We managed 3 separate trips to Europe..
The most awkward being Italy as you have to visit the embassy to apply and then again to collect

So an on-line application system should be better.
UK in its wisdom (?) chose not to sign up to the Schengen Treaty.

We have no problem now as my wife is a UK citizen


----------



## jagmanx (Dec 14, 2018)

*Apologies to OP*

Brexit: No visa but Britons will pay €7 to travel to EU countries - BBC News


----------



## Ed on Toast (Dec 14, 2018)

It is my understanding that any visit to the Schengen  area is limited to 90 days but there is no limit on the number of such visits, within its three year document life.

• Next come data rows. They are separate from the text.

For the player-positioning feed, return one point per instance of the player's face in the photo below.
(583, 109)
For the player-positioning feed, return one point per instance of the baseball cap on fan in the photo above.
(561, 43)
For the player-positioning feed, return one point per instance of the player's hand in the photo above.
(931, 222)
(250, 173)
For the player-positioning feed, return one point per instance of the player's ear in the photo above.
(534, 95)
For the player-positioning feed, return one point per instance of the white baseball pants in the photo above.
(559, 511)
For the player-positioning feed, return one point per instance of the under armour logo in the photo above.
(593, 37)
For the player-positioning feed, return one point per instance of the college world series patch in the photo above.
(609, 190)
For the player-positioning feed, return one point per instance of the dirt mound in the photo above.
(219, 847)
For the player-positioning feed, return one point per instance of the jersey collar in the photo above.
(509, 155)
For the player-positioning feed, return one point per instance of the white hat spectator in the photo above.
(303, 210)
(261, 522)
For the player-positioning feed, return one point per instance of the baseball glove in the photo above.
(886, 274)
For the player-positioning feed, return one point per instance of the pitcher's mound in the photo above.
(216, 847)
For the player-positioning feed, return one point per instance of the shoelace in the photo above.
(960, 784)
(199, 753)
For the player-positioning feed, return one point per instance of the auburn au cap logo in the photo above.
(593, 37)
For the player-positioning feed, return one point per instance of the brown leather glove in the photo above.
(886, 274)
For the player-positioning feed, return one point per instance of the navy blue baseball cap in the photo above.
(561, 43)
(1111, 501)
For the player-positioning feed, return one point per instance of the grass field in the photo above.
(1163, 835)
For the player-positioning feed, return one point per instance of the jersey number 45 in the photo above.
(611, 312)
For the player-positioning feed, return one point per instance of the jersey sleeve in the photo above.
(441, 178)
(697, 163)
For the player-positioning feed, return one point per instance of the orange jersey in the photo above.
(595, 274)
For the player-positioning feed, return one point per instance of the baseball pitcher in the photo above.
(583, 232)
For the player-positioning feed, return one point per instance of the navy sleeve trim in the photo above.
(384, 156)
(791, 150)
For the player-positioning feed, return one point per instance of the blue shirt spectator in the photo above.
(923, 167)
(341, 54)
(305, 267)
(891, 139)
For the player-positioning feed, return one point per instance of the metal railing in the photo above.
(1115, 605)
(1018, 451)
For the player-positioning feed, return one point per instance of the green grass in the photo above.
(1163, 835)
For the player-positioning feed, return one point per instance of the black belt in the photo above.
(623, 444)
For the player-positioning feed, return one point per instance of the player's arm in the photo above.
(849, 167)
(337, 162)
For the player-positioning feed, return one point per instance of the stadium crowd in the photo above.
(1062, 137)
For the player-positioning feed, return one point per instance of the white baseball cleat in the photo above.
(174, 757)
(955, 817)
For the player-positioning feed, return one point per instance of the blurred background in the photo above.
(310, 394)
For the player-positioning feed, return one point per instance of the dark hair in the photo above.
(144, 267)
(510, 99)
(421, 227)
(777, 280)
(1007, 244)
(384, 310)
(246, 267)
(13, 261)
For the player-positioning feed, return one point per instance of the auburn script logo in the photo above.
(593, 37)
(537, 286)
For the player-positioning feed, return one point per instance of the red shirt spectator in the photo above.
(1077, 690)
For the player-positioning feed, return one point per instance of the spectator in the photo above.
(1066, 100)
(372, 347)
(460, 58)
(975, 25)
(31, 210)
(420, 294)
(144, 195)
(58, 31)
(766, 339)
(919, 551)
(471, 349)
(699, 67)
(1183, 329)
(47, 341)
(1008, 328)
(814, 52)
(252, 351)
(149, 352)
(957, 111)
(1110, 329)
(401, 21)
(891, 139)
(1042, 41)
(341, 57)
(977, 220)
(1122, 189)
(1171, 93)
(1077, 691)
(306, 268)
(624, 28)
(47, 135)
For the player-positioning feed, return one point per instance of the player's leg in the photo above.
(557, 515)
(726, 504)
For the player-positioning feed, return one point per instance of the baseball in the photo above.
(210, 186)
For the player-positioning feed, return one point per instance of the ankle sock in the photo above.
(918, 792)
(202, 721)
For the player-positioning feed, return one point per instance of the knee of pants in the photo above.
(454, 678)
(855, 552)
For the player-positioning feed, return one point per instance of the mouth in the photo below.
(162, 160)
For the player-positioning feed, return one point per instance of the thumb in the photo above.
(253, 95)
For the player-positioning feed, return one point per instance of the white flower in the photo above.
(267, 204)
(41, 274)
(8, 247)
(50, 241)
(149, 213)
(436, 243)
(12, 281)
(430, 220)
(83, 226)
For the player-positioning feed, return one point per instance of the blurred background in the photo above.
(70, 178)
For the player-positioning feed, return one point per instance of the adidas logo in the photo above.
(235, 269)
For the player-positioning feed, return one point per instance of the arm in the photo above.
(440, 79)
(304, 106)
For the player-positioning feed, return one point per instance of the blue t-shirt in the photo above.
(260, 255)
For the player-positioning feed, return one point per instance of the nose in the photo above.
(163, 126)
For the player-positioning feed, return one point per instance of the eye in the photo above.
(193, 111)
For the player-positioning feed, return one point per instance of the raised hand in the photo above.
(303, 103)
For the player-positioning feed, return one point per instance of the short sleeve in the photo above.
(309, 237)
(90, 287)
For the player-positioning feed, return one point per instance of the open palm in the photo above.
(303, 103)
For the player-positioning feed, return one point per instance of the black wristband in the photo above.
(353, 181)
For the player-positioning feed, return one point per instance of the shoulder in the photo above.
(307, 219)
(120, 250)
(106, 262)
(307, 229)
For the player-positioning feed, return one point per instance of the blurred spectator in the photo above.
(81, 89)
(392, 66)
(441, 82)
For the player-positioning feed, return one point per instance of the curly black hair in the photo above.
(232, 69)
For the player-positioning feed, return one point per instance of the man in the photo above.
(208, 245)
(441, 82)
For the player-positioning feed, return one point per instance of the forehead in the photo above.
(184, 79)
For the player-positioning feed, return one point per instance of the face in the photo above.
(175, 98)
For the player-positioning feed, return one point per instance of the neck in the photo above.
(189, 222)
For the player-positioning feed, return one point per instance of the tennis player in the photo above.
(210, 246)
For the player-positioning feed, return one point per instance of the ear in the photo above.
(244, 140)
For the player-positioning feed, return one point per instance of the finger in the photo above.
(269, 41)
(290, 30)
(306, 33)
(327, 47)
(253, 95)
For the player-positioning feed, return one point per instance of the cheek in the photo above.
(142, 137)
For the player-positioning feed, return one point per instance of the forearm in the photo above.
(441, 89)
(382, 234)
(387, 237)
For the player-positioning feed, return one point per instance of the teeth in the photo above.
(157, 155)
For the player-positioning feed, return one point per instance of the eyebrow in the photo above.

So, would a visit to Gibraltar constitute leaving the Schengen area and if it does, could a quick visit to the rock, enable us to travel for more than 3 months on our winter jollies?

:egg:


----------



## John H (Dec 14, 2018)

Ed on Toast said:


> It is my understanding that any visit to the Schengen  area is limited to 90 days but there is no limit on the number of such visits, within its three year document life.
> 
> So, would a visit to Gibraltar constitute leaving the Schengen area and if it does, could a quick visit to the rock, enable us to travel for more than 3 months on our winter jollies?
> 
> :egg:



The rule for non-EU citizens is no more than 90 days in any period of 180, so if you exhaust your 90 days in one visit, you have to leave the Schengen area for a further 90 days before you can return.


----------



## Moped (Dec 15, 2018)

If you apply for a full visa document instead of the etias does the 90 day in 180 limit still apply or is travel in Schengen then unrestricted for the life of the visa?


----------



## John H (Dec 15, 2018)

Moped said:


> If you apply for a full visa document instead of the etias does the 90 day in 180 limit still apply or is travel in Schengen then unrestricted for the life of the visa?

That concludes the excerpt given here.